Hıdrellez’de kağıda çizilip de gül dalına bağlanan ev – araba resimlerini bilirsiniz. Ben de ilk arabamı bir önceki yılın Hıdrellez’inde gülün altına gömdüğüm bir oyuncak araba sayesinde almıştım, hem de tam oyuncağın renginde; yeşil!.. 🙂
Bir gazete haberinde de şöyle diyor:
“Rizeli gemi kaptanı 30 yaşındaki Levent Diril, dayısının marketinde çalışan 25 yaşındaki Filiz Gençtürk ile 6 yıl önce tanıştı. Levent Diril, o yıl 14 Şubat sevgililer gününde kız arkadaşına hediye için özel olarak matbaada bir adet düğün davetiyesi bastırdı. Diril, davetiyenin tarih bölümüne ise rastgele seçtiği 10.10.2010 tarihini yazdırdı. Düğün salonu yeri bölümüne de ‘10.10.2010 düğün salonu’ ibaresini ekletti.

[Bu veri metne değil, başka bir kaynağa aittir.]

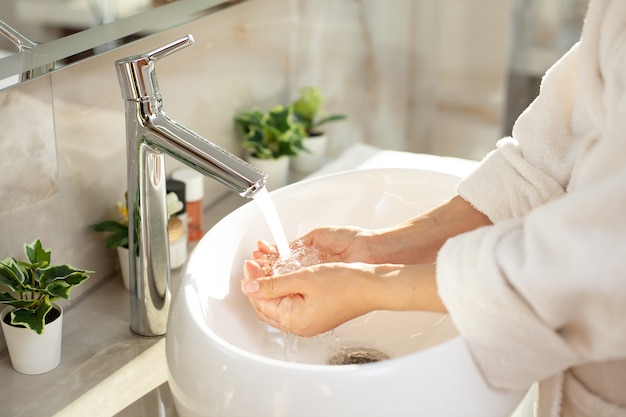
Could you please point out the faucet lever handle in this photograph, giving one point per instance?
(170, 48)
(137, 75)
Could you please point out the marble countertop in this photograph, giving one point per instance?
(105, 370)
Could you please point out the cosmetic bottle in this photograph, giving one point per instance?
(177, 226)
(194, 193)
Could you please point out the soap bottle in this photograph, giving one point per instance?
(194, 193)
(177, 226)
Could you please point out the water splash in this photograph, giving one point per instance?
(263, 199)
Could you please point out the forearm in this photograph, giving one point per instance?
(404, 288)
(419, 239)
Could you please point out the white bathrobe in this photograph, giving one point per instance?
(541, 294)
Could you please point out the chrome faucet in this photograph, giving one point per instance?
(150, 134)
(24, 44)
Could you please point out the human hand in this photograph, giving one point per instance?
(319, 298)
(309, 301)
(337, 244)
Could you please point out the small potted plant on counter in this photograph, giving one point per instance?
(118, 231)
(118, 237)
(32, 323)
(308, 110)
(271, 138)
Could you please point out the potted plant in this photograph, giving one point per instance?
(32, 322)
(308, 110)
(118, 231)
(118, 237)
(271, 138)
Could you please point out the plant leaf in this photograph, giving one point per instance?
(32, 319)
(37, 255)
(9, 299)
(12, 275)
(58, 280)
(119, 232)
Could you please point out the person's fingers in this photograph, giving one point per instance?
(268, 288)
(251, 271)
(266, 247)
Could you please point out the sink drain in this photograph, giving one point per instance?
(357, 355)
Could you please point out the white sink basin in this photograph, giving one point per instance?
(222, 361)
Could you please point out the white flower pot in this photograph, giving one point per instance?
(307, 162)
(33, 353)
(277, 170)
(122, 254)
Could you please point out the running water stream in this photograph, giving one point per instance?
(291, 257)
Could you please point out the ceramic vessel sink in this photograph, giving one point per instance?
(222, 361)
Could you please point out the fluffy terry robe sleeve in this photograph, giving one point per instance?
(544, 288)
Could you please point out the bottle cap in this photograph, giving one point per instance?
(194, 183)
(178, 187)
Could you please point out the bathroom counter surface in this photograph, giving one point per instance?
(105, 370)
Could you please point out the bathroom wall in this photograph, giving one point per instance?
(421, 76)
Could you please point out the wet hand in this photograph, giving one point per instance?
(309, 301)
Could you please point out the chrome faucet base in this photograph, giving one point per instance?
(150, 135)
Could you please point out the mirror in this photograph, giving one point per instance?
(109, 30)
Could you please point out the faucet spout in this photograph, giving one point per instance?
(151, 134)
(24, 44)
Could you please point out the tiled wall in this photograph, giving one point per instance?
(423, 76)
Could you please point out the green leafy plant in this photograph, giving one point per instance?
(35, 284)
(308, 109)
(117, 229)
(272, 134)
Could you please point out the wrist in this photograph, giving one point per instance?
(404, 288)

Aradan geçen sürede arkadaşlıklarını ilerleten çift geçen yıl evlenme kararı aldı. Levent Diril, evlilik tarihi olarak sevgililer gününde yaptırdığı davetiyeye yazdırdığı 10.10.2010 tarihini seçti. Ailelerin de uygun görmesiyle çiftler bugün Rize’de bir düğün salonunda gerçekleştirilen düğünle dünya evine girdi.

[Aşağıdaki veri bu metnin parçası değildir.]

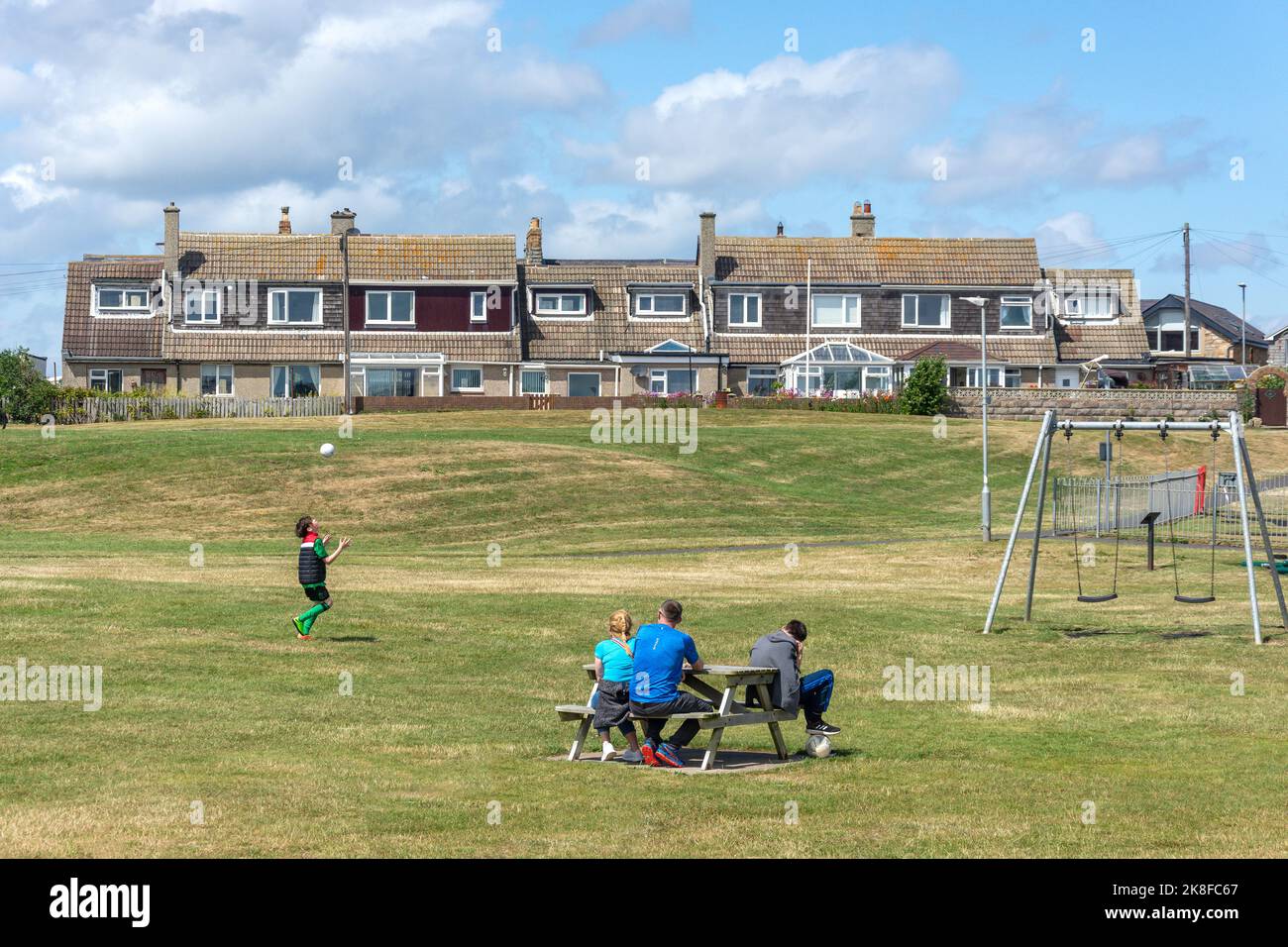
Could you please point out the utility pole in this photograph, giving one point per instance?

Levent Diril, eşiyle 2004 yılında tanıştığını belirterek ‘Tanışmamız sevgililer gününe yakın bir tarihti. 14 Şubat 2004 tarihinde sevgililer gününde hediye amacıyla eşime özel bir davetiye bastırdım. Hem bir jest olsun, hem de evliliğe bir adım atma düşüncemiz oluşsun diye mesaj vermek istedim. Sonradan arkadaşlığımız ilerledi. Düğün tarihine geçen yıl karar verdik. Bu tarihi de o davetiyeden esinlenerek belirledik’ dedi. “
Şimdi gelelim daha canlı bir örneğe: Ben de eşimle çıkarken, bir gelin dergisinden kestiğim fotoğrafta gelinle damadın başları yerine bizim fotoğraflarımızı yapıştırmıştım. Bir süre akşamları yatarken hep bu revize fotoya baktım. Sonra kaldırmışım ve unutmuşum gitmiş.. Aradan yıllar geçti, evlendikten sonra bir gün notlarımı temizlerken içinden çıktı, koşa koşa gidip Baturhan’a gösterdim. Ben imajinasyonu Nisan 2005’de yapmışım, Baturhan bana Nisan 2007’de evlenme teklif etti ve Temmuz’da da evlendik.. 🙂 Bu resim şimdi benim kişisel – ruhsal gelişim defterimin canlı sayfalarından birinde yapıştırılmış olarak duruyor. Özellikle “canlı” dedim, “tozlu” değil.. Zira her an elimin altında, yaşayan bir defter.. Bütün farkındalıklarım, imajinasyonlarım, rüyalarım, yaptığım çalışmalar,hepsi orda…
Sözün özü, lütfen isteklerinizi zaten olduğuna inanarak, şüpheye düşmeden ve saf bir niyetle isteyin. O iş, o eş, o ev ya da araba, o olay ZATEN var, yapmanız gereken sadece onu kendi gerçekliğinize çağırmak. Booth’un dediği gibi, “Hayatta umutsuz durumlar yoktur, sadece umutsuzluk besleyen insanlar vardır.”
Sevgimle kucaklarım…
3 Comments
Yine harıkasınız biliyormusunuz Çiğdem hanım.İnanın ben de sizin sayenizde çok şeyi başardım.Bilmem hatırlar mısınız kilolardan bahsetmiştik ve ben tam 12 kilo verdim.Ayrıca hala da olumlamalara devam ediyorum ve mucizeler yaşıyorum.Sizi tanıdığıma şükrediyorum.